A celebration of life will be held Oct. 25 for Ray Stonehouse, Port Moody’s longtime merchant of sports collector cards and memorabilia from his shop at the corner of St. Johns and Moody streets.

Stonehouse passed away in July. He was 77.

While his Great Canadian Sportscard Shop has been a fixture in Port Moody since 1989, Stonehouse was also a passionate supporter of junior hockey. He owned the Ridge Meadows Flames of the Pacific Junior Hockey League for 25 years and he was the president of the Junior B circuit from 2016 to 2020.

But it was at the glass display counters and cabinets in the shop most locals got to meet him and catch his infectious enthusiasm for the waxed cardboard cards depicting hockey, baseball and football heroes.
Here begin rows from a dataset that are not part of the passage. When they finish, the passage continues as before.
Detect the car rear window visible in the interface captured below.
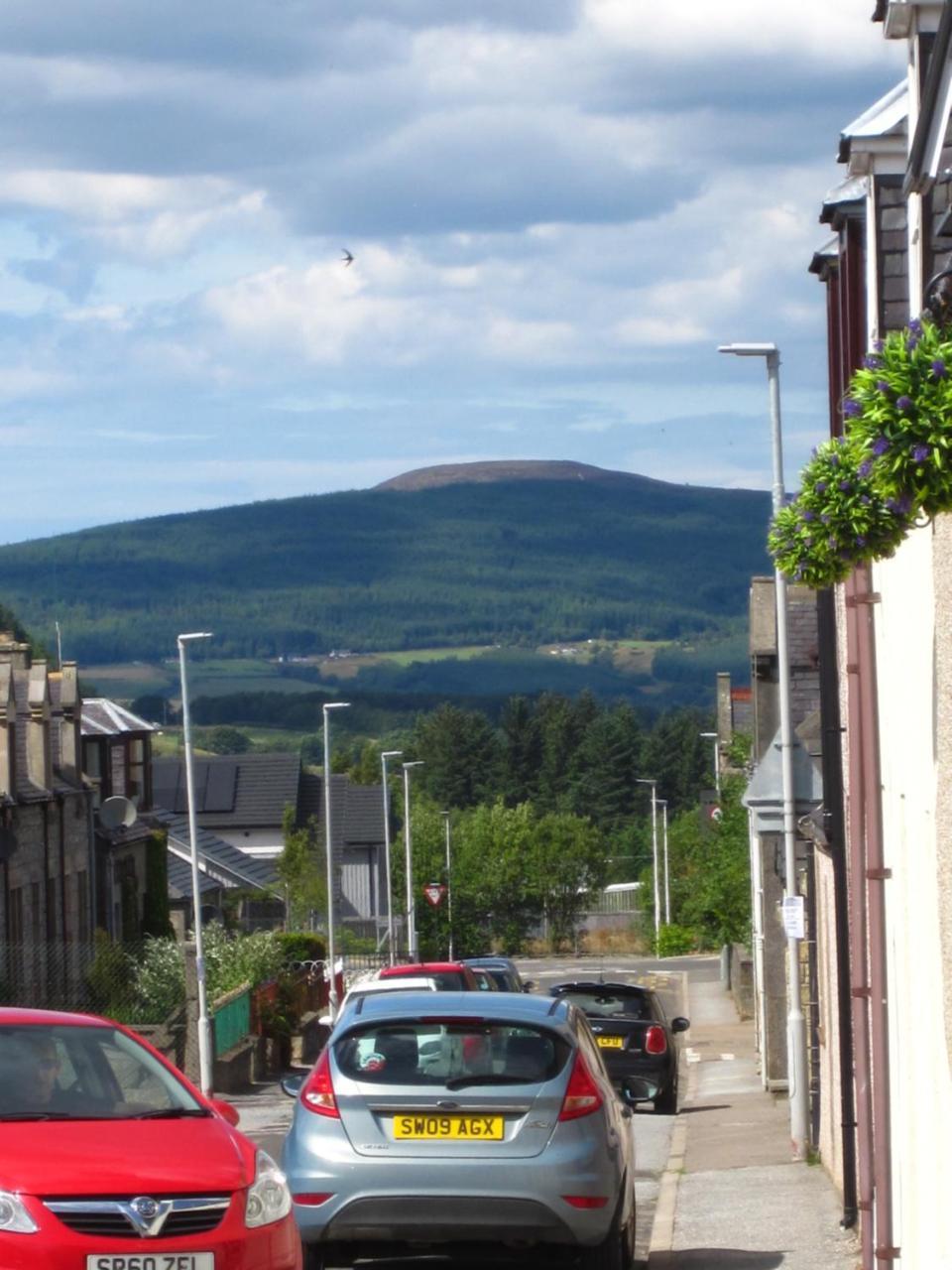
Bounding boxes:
[558,992,654,1019]
[334,1020,571,1087]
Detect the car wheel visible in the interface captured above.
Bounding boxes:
[654,1080,678,1115]
[304,1243,353,1270]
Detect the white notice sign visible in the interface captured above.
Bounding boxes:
[783,895,803,940]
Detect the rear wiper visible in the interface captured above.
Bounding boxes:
[127,1107,212,1120]
[445,1072,538,1089]
[0,1111,73,1120]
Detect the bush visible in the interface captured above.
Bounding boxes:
[657,922,697,956]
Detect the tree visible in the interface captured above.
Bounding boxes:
[274,807,327,931]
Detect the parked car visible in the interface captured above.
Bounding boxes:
[471,965,507,992]
[282,992,635,1270]
[549,981,690,1115]
[463,956,536,992]
[378,961,480,992]
[0,1008,300,1270]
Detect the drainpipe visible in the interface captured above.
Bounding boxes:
[816,588,857,1230]
[854,566,898,1270]
[845,574,874,1270]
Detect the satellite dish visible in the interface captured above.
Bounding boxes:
[99,797,139,829]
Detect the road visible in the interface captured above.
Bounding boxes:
[248,953,718,1270]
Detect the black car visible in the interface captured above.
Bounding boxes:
[463,956,536,992]
[549,981,690,1115]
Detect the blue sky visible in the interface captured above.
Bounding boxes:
[0,0,903,541]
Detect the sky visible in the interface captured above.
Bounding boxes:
[0,0,903,543]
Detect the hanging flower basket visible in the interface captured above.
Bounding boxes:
[767,435,912,588]
[843,320,952,516]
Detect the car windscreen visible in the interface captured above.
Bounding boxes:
[0,1024,209,1120]
[334,1019,571,1088]
[558,989,654,1019]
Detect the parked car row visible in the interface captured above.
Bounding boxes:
[0,956,688,1270]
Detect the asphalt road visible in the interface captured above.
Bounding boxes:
[250,953,720,1270]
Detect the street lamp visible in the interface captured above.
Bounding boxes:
[439,812,453,961]
[380,749,404,965]
[321,701,350,1021]
[717,344,808,1160]
[657,798,671,926]
[636,776,661,949]
[400,758,422,962]
[178,631,213,1097]
[698,731,721,803]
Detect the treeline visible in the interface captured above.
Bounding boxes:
[0,480,768,664]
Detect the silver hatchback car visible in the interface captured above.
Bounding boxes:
[282,992,635,1270]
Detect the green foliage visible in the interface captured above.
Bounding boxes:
[274,807,327,930]
[142,829,173,939]
[0,477,768,665]
[198,724,253,754]
[657,922,697,956]
[843,321,952,516]
[767,432,911,588]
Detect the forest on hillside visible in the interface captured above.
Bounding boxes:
[0,477,770,664]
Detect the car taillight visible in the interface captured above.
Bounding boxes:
[558,1051,602,1120]
[300,1049,340,1120]
[645,1024,667,1054]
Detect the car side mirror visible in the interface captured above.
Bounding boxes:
[210,1098,241,1126]
[281,1076,304,1098]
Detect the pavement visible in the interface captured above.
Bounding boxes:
[648,979,860,1270]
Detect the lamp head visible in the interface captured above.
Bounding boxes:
[717,344,779,357]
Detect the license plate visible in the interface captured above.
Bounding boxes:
[86,1252,214,1270]
[394,1115,503,1142]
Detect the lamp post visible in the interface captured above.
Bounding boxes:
[178,631,213,1097]
[698,731,721,803]
[400,758,422,961]
[717,344,808,1160]
[321,701,350,1021]
[380,749,404,965]
[439,812,453,961]
[657,798,671,926]
[636,776,661,949]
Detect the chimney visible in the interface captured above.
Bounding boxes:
[60,662,82,784]
[27,662,54,790]
[0,662,17,799]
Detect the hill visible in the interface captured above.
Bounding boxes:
[0,463,770,664]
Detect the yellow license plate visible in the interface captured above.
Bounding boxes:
[394,1115,503,1142]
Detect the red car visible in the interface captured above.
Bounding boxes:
[0,1008,300,1270]
[377,961,480,992]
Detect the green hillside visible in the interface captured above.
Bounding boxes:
[0,464,770,664]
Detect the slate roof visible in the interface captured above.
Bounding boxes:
[149,809,278,898]
[82,700,156,738]
[153,753,300,829]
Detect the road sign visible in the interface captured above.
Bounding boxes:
[422,881,447,908]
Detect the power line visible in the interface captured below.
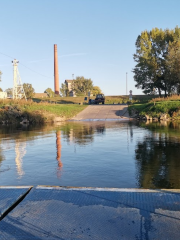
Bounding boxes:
[0,52,52,79]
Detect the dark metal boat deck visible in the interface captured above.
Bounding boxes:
[0,186,180,240]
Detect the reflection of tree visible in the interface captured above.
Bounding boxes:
[96,124,106,134]
[61,124,94,145]
[135,133,180,188]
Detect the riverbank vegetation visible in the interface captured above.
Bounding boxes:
[0,100,86,123]
[129,96,180,120]
[133,27,180,97]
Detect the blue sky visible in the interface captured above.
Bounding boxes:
[0,0,180,95]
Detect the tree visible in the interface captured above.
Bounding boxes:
[133,27,180,97]
[92,86,102,96]
[44,88,54,97]
[71,77,93,96]
[166,41,180,94]
[5,88,13,97]
[23,83,35,98]
[60,83,69,97]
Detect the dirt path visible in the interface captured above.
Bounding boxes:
[72,105,130,121]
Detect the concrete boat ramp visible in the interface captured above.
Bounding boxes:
[72,104,131,121]
[0,186,180,240]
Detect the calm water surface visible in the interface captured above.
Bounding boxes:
[0,122,180,188]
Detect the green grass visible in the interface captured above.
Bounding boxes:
[22,103,87,118]
[129,100,180,118]
[0,99,87,122]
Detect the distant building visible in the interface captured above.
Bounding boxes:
[64,80,76,97]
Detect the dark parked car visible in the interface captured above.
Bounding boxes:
[89,94,105,104]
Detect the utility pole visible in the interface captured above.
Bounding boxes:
[12,59,26,99]
[126,73,127,96]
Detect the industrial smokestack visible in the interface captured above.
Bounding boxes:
[54,44,59,94]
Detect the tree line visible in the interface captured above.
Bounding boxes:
[133,27,180,97]
[0,75,102,98]
[60,76,102,97]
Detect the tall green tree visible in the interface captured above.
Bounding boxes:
[92,86,102,96]
[71,77,93,96]
[44,88,54,97]
[166,41,180,94]
[133,27,180,97]
[23,83,35,98]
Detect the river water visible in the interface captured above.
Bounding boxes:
[0,121,180,189]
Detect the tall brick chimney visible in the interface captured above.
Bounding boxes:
[54,44,59,94]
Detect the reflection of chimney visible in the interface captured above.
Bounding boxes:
[15,140,26,178]
[56,131,63,169]
[54,44,59,94]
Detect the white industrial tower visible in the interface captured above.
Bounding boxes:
[12,59,26,99]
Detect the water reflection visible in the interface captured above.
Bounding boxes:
[135,123,180,188]
[15,139,26,178]
[61,122,106,145]
[0,122,180,188]
[56,131,63,178]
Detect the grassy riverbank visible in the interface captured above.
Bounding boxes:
[129,96,180,120]
[0,100,86,123]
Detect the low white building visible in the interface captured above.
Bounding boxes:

“I’m still like an eight-year-old kid,” Stonehouse told the Tri-City News in 2020.

He ran the shop with his wife, Susan, and they often doled out free promotional packs of cards to young visitors, alighting their eyes with delight and excitement for the added bonus.

Stonehouse said his passion for sports cards was sparked by his own mismanagement of an impressive collection of 325 rookie cards of his favourite baseball player, Mickey Mantle. Long before collector conventions, published price lists and online auctions drove the price of some rare cards into the stratosphere, he traded most of them away.
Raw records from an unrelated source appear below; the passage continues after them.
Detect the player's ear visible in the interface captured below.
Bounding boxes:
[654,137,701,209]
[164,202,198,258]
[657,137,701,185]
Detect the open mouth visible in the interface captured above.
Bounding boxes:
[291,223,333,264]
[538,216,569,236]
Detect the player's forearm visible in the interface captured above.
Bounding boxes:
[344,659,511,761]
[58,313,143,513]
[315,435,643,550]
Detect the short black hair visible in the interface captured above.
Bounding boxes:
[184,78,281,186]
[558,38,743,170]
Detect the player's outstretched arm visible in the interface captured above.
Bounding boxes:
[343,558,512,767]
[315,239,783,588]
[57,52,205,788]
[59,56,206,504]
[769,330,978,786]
But Stonehouse kept up the hobby as he forged a career in the auto industry until he eventually opened up his own shop.

Over the years, he introduced thousands of kids to collecting.

Even as the market for cards waxed and waned through the 1990s on the hype surrounding lucrative resales of rare finds, Stonehouse endured based on personal connections. 
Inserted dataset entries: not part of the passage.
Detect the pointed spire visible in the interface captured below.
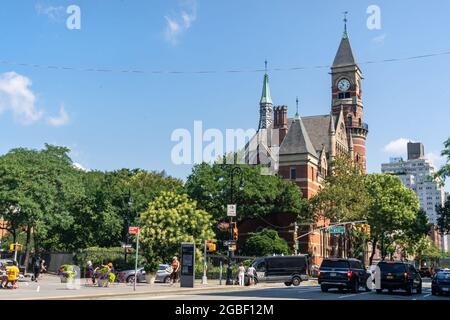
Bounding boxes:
[342,11,348,39]
[260,60,272,104]
[330,113,336,135]
[295,97,300,119]
[332,11,356,68]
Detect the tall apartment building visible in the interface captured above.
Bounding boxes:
[381,142,449,251]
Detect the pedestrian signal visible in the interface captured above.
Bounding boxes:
[206,241,217,253]
[233,223,239,241]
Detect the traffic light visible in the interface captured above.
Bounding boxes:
[206,240,217,253]
[233,222,239,241]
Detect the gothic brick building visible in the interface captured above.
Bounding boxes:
[243,27,368,264]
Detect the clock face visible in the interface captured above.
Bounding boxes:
[338,79,350,91]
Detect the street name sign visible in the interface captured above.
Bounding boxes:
[128,227,140,234]
[227,204,236,217]
[330,227,345,233]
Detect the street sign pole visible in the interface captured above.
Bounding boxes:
[14,243,17,261]
[133,230,141,291]
[202,240,208,284]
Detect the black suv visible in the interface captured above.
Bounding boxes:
[377,261,422,294]
[318,259,371,293]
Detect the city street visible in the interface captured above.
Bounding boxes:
[102,281,450,301]
[0,275,450,301]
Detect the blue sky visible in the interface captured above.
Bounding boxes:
[0,0,450,190]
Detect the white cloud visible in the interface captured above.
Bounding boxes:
[383,138,412,156]
[35,3,66,22]
[181,11,197,29]
[0,71,43,125]
[164,1,197,45]
[372,33,387,45]
[47,105,70,127]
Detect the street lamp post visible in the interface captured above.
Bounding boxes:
[124,190,133,263]
[226,167,244,285]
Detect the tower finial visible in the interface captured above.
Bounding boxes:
[343,11,348,39]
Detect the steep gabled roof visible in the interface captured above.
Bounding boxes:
[280,117,318,157]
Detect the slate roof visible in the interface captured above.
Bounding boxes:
[332,37,356,68]
[280,117,318,157]
[280,115,336,155]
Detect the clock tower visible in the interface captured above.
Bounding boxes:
[331,19,369,173]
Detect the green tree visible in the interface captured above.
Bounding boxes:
[311,156,367,222]
[141,191,214,261]
[244,229,291,257]
[436,138,450,181]
[365,174,419,263]
[436,196,450,235]
[0,145,83,264]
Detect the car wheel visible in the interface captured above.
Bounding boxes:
[292,277,302,287]
[352,280,359,293]
[406,286,412,296]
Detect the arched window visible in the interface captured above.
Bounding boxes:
[347,117,353,127]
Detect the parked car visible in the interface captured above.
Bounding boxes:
[116,268,145,283]
[419,267,431,278]
[250,255,308,286]
[0,259,25,282]
[318,259,371,293]
[431,271,450,296]
[377,261,422,294]
[155,264,172,283]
He never built a website, set up a social media account or pursued online trading. 

Instead, Stonehouse worked the phones to track down or authenticate a unique card for a customer, or to gauge the market for the tens of thousands of cards he had neatly filed in boxes in a warren of storage rooms at the back of his shop.

“It’s a mom and pop shop,” he said about his old-school approach to business. “We really don’t care.”

The gathering to honour Stonehouse will be held at the Burnaby Winter Club, from 1 to 4 p.m. Vaccination passports and masks will be required for admittance.